Caner-Medley, McCray, and Gilchrist shared scoring honors for the Terps with 15 points. McCray had only two in the second half. Caner-Medley also contributed ten rebounds. Alexander Johnson came off the bench to lead Florida Sate with 14 points. Pickett added 13 points on 4-14 shooting.
Afterwards, Coach Gary Williams said, "We've just got to get tougher. Florida State played harder than we did today. I was disappointed in some of our veterans. We didn't do a good job today; the coaches didn't do a good job today. But hey, it's only one of sixteen games in the conference."
That's a good perspective after losing to a good team on the road. This Maryland team showed its resiliency by bouncing back after losing both games at the BB&T Classic to knock off #1 Florida on the road. They will have another important test coming in their next ACC contest, a home game against North Carolina. School may not be in session, but rest assured there will be plenty of teaching going on during the Terps' upcoming practices.
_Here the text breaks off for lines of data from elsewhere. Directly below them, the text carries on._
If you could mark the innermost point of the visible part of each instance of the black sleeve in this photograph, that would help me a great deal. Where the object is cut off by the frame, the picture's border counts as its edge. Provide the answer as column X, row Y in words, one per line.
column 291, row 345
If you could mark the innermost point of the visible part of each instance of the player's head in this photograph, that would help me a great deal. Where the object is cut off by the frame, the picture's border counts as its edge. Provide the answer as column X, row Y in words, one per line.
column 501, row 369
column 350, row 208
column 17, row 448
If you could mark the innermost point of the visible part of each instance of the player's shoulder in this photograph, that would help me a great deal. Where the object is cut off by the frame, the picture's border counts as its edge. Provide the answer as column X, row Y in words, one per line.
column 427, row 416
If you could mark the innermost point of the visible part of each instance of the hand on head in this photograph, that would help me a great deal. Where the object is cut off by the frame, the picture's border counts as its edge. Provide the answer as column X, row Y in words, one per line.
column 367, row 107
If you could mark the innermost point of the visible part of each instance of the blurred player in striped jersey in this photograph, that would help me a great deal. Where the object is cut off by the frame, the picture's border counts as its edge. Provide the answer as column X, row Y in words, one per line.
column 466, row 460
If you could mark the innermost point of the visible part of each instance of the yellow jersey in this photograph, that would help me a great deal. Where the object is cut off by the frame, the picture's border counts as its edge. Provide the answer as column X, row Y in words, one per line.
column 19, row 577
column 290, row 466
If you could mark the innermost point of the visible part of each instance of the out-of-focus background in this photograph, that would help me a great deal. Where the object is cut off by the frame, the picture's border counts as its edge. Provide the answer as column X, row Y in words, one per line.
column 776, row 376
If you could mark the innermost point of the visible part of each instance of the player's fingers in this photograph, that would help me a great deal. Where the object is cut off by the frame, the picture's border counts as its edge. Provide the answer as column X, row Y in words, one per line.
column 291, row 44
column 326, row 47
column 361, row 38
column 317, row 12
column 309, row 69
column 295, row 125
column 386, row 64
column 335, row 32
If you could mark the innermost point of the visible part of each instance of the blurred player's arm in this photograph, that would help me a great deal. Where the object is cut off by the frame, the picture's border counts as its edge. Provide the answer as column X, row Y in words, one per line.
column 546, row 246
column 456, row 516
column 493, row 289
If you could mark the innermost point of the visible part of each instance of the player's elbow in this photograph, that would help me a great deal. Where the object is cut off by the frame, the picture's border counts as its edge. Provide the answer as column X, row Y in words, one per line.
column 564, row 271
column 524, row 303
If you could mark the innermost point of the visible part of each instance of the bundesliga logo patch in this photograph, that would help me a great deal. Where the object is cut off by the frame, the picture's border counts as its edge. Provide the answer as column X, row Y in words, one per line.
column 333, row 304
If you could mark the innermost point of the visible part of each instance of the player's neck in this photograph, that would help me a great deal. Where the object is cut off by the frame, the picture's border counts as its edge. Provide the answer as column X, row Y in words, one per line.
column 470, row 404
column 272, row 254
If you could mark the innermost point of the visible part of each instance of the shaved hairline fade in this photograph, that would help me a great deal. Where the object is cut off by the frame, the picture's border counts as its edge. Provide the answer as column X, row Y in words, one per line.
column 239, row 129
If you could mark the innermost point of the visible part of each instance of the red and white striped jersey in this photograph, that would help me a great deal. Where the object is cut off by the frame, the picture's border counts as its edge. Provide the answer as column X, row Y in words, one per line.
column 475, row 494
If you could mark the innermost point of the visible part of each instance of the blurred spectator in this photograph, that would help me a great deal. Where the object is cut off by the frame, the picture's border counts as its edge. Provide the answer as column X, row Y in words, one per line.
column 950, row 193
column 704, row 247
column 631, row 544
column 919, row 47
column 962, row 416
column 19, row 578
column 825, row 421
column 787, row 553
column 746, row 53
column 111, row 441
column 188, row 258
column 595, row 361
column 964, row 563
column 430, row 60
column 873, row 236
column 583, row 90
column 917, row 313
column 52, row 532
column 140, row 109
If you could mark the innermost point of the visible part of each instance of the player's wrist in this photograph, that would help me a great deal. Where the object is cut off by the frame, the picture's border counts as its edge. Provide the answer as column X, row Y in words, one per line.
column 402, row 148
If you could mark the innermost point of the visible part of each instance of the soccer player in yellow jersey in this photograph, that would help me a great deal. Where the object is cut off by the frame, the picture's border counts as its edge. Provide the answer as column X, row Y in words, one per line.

Maryland's next game will be at Comcast Center on Saturday, January 3 vs. Mount St. Mary's. The Mountaineers are in their first season following the retirement of legendary coach Jim Phelan. They are struggling under new coach
Milan Brown, posting a record of 2-8 so far. The game will be carried at 2 PM on Channels 20 and 54 locally by the Raycom/Jefferson Pilot network.
Notes from Under the Shell
Maryland had won 15 of the previous 16 meetings with Florida State. The only loss came in the infamous Valentines' Day loss at Cole Field House in 2001. The Terps had won six straight in Tallahassee. Their last defeat there a 74-70 loss in January 1997.
Maryland had won 30 of their last 36 ACC games dating back to that home loss to the Seminoles in 2001.
The Terps had won their last three ACC openers, two of them on the road.